Совсем иными глазами посмотрели на дело полицейские власти. Сигнала, полученного от службы Гелена, было достаточно, чтобы задержание Магды превратилось в задачу политической важности. Ланцанс не отказался от мысли использовать Магду для целей пропаганды среди "перемещенных". Девушке было сказано, что ее перебросят в страну народной демократии, вслед за Ингой, чтобы спасти от преследования за убийство матери Маргариты. И действительно, ее куда-то повезли. Потом, полагаясь на ее неосведомленность и неразвитость, ее водворили на конспиративной квартире якобы в пределах ГДР. За этим последовал главный акт трагикомедии: действующие под личиной народной полиции ГДР люди епископа подвергли Магду издевательским допросам, избиениям и пыткам. Действительно, только такая выносливая и крепкая "деревенщина" могла перенести все и остаться жива. Заключительный акт заключался в том, что якобы "народная полиция ГДР выкидывала Магду туда, откуда она пришла". С "границы" люди епископа доставили ее прямо в лагерь № 17. Это трагическое представление было вдвойне необходимо Ланцансу теперь, когда провалилась "Рижская акция Десницы Господней".
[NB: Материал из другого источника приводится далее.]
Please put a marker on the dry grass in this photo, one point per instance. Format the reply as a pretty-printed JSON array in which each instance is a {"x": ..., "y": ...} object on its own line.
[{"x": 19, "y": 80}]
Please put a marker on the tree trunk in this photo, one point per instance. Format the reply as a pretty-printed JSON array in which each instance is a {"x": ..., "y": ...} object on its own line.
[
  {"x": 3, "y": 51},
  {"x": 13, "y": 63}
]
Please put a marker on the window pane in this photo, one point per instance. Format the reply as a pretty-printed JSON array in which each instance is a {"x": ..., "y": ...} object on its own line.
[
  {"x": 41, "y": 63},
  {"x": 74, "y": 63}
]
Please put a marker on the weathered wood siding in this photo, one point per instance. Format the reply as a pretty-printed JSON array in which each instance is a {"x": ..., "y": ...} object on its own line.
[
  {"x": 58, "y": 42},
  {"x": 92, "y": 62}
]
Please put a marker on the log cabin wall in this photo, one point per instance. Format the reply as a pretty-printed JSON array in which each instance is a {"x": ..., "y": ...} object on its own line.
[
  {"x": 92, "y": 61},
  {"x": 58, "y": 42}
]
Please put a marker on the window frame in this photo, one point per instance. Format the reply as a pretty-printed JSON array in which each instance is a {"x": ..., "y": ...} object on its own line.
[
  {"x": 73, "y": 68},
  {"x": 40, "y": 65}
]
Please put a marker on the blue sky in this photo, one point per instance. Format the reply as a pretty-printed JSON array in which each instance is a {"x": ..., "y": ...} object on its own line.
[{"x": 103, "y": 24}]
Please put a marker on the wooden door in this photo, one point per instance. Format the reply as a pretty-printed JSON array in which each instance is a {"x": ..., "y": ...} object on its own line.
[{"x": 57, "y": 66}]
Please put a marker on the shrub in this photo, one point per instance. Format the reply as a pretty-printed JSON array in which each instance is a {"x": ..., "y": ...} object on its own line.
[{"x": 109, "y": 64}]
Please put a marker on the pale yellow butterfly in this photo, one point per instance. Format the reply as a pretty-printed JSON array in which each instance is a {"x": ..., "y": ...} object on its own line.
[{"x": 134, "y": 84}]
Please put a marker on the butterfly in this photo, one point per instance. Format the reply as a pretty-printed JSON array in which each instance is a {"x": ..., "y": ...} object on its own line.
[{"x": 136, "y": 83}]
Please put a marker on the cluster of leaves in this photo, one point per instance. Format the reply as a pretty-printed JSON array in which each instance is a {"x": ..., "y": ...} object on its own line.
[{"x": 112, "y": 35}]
Если бы бедная Магда хотя бы во сне видела себя центром такого торжества, какое было устроено по случаю ее возвращения в лагерь! Санитарный автомобиль, в котором ее привезли "с границы", был встречен толпою народа. Девушки с букетами цветов сопровождали священника, вышедшего к воротам лагеря, чтобы благословить Магду. Сам епископ Язеп Ланцанс прибыл, чтобы выступить на митинге обитателей лагеря. Но никто не мог сказать, какое впечатление это оказывает на виновницу торжества. Она лежала на носилках, водруженных на возвышении, рядом с трибуной, накрытая до подбородка одеялом. Бинты, покрывавшие голову Магды, оставляли открытыми только глаза и рот.